Language changed value forever. Our feelings generate a narrative, with or without language. For centuries, and for infants today, the wordlessness is followed by verbality. Once released into the world or words, we cannot go back. For centuries, we have had the written word, in clay, on papyrus and skins and on paper, and now on screens and electronic storage. Each of these carries value of the past, present and future. Each conveys its narrative differently. And we put narratives to different uses. When oral traditions declined and written versions took priority, we gained definitiveness (the one true version) and lost some spontaneity and variety, the challenge comedians face when trying out new material before committing to a something like a final version.
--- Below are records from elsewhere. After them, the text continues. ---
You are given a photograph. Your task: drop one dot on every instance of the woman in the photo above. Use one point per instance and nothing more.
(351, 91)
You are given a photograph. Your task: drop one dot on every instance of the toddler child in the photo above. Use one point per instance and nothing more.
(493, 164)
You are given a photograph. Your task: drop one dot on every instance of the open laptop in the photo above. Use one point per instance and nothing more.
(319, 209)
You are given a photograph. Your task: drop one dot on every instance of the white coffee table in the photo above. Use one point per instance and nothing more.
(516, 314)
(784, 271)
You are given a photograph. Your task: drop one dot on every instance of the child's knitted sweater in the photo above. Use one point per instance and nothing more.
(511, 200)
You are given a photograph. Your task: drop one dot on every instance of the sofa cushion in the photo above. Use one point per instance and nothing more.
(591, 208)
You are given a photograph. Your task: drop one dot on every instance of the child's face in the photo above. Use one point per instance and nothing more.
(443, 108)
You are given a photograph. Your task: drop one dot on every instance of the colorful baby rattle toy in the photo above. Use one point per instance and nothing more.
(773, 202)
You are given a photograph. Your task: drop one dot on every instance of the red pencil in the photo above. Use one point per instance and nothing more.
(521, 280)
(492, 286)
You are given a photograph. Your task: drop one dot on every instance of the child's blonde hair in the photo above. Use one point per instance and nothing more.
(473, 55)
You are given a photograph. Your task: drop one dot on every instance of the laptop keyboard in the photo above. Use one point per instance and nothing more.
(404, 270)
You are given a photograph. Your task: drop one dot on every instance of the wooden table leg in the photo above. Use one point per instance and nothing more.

But when we can read and write, we don’t lose the value of oracy, or of wordless feeling, we just crowd them out. With each phase, we become more abstract. We gain, but we have to commit our attention. And we also lose, as we cannot attend to everything, we cannot give everything the same commitment. Also, with so many things committed to the memory of a book or a network of computers, we are changing what we feel is important to remember. I propose that we deliberately find time for, and value in, all forms of attention: in being aware of feelings here and now; in the unfiltered (or less filtered) sensory traditions of our cultures (especially the oral and visual ones); and, in our written cultures, both artistic and scientific. They can transport us and bind us together and provide us with some of the most lasting sources of value, personal and shared, that we can have.